From water-breathers to air-breathers

As stated by Calypsis, the problem is as follows:

(…)I want to know how long those morphing organisms had to hold their breath while changing from breathing water to breahing oxygen. One minute? One hour? One day? a year? Or millions of years?

One important point to mention before we begin is that there are no morphing organisms involved. There are, in fact, organisms which morph from water-breathers to air-breathers over the course of their lives, but we're discussing evolutionary change here. 'How did a population evolve from breathing water to breathing air?' is the question (and the problem is ‘air’ as opposed to ‘oxygen’ – all the creatures involved breathe oxygen, the question is which medium they extract it from).

The key assumption which makes this evolutionary transition a problem is that it’s only possible for the same organism to do one of the two – breathing water or breathing air. There’s no realistic way any species could change from obligate water breathers to obligate air-breathers in one generation. Fortunately, there’s no reason for them to do so.
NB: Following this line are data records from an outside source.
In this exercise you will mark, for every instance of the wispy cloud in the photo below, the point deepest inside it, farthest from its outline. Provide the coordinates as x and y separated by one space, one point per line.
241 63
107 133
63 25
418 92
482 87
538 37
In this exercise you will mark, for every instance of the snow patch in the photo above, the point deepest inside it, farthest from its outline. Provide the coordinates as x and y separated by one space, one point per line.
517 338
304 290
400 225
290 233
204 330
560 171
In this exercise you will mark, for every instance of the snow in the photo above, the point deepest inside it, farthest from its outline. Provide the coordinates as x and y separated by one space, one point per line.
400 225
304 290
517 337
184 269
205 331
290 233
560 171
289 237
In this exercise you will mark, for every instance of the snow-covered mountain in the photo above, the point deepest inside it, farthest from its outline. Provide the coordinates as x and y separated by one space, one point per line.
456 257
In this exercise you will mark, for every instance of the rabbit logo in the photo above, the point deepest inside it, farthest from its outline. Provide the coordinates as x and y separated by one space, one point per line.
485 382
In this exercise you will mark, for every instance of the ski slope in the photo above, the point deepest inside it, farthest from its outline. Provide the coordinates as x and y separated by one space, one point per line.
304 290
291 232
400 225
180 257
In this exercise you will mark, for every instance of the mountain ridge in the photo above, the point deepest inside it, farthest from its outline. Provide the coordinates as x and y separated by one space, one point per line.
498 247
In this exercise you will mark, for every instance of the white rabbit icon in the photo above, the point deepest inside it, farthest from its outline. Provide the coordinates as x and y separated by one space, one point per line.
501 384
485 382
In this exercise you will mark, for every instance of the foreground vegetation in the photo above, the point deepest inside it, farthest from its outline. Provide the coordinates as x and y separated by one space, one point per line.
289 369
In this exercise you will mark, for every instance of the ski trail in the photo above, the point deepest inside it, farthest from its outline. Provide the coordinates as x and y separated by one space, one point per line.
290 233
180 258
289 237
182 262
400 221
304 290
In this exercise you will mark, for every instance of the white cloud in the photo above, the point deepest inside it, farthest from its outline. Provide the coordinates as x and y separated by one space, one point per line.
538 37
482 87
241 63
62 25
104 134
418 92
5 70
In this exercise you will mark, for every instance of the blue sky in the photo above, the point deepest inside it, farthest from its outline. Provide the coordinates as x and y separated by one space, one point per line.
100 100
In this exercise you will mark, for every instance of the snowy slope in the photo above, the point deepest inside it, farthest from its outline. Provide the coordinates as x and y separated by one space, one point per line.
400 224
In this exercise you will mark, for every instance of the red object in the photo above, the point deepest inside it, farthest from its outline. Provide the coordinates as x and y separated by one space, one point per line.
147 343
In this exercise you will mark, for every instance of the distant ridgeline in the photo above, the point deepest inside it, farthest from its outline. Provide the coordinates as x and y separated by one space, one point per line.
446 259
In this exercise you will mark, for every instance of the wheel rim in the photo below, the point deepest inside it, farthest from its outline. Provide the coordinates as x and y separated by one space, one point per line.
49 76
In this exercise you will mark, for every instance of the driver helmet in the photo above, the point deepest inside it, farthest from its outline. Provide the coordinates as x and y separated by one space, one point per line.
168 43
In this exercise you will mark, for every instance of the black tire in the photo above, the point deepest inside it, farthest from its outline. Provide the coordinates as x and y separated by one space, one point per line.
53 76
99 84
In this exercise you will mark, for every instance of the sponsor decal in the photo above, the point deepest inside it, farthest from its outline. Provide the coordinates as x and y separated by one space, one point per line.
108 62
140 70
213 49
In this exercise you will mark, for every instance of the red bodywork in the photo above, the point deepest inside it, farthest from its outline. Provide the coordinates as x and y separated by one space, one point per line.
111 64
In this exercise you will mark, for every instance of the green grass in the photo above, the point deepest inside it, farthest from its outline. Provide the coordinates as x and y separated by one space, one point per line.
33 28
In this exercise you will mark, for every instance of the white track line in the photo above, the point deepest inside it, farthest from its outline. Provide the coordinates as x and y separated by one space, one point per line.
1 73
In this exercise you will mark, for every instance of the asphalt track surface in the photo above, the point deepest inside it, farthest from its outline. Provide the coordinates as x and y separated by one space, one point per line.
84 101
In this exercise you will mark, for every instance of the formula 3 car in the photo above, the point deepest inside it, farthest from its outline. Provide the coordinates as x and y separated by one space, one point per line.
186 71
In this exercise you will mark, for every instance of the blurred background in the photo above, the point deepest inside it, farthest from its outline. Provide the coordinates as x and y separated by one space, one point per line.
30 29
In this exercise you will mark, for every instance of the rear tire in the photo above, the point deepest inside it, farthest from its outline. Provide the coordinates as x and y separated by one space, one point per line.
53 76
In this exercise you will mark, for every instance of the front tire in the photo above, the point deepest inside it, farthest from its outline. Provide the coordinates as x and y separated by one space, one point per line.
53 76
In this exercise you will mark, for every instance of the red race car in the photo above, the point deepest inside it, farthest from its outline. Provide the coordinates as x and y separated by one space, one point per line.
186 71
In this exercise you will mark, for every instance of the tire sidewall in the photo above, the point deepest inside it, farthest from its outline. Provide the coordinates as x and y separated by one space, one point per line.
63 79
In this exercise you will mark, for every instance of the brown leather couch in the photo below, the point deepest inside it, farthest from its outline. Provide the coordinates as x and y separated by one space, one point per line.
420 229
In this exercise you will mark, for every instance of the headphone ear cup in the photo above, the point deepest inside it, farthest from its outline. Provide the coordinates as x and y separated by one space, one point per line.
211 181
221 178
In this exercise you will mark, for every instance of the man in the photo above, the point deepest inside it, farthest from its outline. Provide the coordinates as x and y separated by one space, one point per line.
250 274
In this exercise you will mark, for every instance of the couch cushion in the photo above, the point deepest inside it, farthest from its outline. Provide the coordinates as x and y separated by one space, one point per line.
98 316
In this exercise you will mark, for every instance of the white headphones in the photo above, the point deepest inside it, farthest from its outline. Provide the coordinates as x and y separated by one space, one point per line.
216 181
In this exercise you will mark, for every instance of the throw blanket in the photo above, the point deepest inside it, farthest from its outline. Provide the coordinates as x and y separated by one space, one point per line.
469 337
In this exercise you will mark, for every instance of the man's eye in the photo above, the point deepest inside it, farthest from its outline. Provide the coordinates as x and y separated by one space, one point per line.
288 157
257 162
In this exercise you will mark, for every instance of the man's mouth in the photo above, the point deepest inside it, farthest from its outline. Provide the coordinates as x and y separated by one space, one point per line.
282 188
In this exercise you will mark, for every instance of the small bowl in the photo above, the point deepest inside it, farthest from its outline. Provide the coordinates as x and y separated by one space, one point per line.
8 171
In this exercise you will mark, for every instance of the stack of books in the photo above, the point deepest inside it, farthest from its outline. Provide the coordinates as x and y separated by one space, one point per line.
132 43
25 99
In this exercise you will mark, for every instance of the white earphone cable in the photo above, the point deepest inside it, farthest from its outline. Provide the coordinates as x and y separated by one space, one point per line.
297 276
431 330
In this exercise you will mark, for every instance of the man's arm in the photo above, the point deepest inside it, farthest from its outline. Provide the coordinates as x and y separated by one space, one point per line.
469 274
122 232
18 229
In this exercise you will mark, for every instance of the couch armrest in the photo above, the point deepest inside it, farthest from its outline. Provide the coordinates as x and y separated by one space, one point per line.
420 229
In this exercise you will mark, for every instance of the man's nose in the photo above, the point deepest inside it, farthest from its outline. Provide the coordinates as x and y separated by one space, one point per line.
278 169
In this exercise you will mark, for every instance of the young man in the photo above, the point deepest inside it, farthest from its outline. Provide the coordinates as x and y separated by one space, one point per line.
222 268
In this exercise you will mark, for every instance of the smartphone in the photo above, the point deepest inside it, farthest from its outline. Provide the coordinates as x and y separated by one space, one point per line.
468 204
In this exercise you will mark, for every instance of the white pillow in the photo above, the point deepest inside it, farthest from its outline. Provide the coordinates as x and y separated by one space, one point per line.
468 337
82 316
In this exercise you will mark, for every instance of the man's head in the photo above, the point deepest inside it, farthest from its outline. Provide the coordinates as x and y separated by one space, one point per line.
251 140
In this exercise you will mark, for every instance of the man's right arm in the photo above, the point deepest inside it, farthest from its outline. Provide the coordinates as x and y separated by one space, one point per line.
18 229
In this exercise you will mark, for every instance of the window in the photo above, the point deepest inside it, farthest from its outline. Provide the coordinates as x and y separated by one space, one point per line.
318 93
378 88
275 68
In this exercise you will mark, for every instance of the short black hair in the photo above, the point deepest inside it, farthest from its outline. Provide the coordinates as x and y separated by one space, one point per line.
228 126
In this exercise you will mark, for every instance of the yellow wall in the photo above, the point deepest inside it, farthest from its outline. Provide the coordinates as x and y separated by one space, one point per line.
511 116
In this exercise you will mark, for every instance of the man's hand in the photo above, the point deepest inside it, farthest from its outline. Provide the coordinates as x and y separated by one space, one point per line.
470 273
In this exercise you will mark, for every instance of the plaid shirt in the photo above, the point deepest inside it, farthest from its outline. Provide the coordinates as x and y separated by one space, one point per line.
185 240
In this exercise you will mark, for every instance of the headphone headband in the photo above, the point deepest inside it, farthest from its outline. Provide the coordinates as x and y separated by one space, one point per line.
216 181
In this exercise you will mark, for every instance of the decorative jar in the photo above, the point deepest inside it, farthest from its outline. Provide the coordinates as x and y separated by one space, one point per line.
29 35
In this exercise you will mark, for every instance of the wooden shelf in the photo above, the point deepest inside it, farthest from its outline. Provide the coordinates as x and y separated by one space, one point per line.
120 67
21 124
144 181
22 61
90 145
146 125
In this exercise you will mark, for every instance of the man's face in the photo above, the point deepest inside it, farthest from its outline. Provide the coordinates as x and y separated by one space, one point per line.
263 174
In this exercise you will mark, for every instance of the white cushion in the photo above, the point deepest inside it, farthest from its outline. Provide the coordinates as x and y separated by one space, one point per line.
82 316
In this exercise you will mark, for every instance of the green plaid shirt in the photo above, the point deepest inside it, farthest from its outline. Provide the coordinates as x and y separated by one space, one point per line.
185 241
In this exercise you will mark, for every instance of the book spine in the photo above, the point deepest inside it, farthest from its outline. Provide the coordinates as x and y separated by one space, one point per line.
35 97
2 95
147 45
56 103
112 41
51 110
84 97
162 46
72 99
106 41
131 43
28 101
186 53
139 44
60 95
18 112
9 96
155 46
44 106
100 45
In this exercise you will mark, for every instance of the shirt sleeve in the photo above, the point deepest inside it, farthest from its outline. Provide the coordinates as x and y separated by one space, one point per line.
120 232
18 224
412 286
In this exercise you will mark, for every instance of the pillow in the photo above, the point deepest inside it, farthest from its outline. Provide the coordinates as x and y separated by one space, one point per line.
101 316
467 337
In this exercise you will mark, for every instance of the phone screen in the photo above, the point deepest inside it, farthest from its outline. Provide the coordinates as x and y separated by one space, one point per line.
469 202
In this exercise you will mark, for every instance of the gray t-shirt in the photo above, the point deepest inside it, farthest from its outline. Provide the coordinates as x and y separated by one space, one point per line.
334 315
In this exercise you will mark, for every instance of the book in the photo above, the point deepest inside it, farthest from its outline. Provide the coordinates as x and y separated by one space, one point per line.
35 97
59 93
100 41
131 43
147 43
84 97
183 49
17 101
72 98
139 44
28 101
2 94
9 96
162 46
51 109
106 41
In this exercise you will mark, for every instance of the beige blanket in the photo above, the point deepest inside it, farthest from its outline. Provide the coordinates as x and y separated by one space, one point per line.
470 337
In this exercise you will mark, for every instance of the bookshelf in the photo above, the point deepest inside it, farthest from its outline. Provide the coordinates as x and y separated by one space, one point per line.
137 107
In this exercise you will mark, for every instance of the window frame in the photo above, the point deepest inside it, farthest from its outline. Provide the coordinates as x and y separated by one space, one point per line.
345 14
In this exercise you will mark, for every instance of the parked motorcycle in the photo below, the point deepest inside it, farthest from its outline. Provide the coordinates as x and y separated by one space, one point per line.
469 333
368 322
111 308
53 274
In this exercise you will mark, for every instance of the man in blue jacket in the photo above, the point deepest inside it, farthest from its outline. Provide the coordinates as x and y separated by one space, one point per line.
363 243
The dominant lifeforms* in my home aquarium are three-spot gouramis (I think). They look pretty much like this chap from Wikimedia:


Click to enlarge

They can often be observed to swim to the top of the tank and stick their heads out of the water whilst opening and closing their mouths. It looks like they’re taking big gulps of air. I was prompted to do all sorts of reading into what I saw going on in the fish tank, and was pleasantly surprised to discover that they are, in fact, breathing air. They possess what’s called a labyrinth organ, formed through the invasion of blood vessels into the bones of their gill arches and so named because it’s labyrinthine structure leaves a large surface area through which oxygen can be absorbed from the air – much like our lung.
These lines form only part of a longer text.